Stranger Encounters: Naked '94

Excerpt from mail sent in 1994

On Sunday I saw a naked guy on the streets of Berkeley. Not the naked guy. Just a naked guy. It was no big deal--that is normally I wouldn't mention it, except that yesterday I saw a naked woman, again on the streets of Berkeley. That's more often than I'm used to. The woman wasn't quite naked. She was wearing a hat. The guy wasn't wearing anything, not so much as a button. Except maybe a belly button. I mean, I didn't check. My eyes were elsewhere.

I don't want to give you the impression that I'm blase' about naked people. I live in Berkeley, but I'm really not that sophisticated, as I'm sure you've noticed. When I see a naked person, I tend to lose it for a couple of seconds. My eyes get wide. My jaw sags a bit. But I don't pay that much attention to them after that. After that, I start watching the other people for their reactions.
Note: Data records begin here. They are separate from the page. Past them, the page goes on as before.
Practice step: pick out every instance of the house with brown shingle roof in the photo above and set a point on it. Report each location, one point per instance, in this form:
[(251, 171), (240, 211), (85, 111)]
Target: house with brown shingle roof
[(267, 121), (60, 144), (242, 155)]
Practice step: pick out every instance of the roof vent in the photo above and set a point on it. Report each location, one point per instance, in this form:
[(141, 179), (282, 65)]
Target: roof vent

The naked woman didn't get that much of a reaction. I was in Taqueria Cancun, which is off on a side street. She was walking along the street. The only other person on the street was someone walking next to her (obscured--I couldn'ttell if the other person was naked, a clothed friend, or an indiscreet gawker). And everyone else in the restaurant was of course paying attention to their burritos. This was Cancun, where the burritos are very worthy of attention. I was still waiting for mine to be prepared. If I'd already received my burrito, I would have had eyes for nothing else.
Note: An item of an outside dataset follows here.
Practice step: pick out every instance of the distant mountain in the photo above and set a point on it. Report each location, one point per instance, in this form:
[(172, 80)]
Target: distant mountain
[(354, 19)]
The naked guy, or rather the a naked guy, was on Telegraph Avenue. And thus I was able to get rather more crowd reaction. And that's where I learned the proper protocol for dealing with naked guys. For men, the protocol is as if you and the naked guy are using adjacent urinals--eyes straight ahead, and never look down. For women, try not to giggle and fail. At least I have the consolation of knowing that, other than the naked people themselves, most Telegraph Avvers don't seem much more sophisticated than I am.

The main piece of protocol I wonder about is what happens when two naked people who don't know each other pass on the street. On a nude beach, they'd both be on "home turf". But I wonder if there would be more of a sense of camaraderie on the street. A grin exchanged, along with the unvoiced messages, "Lots of people are staring at me." / "Me, too."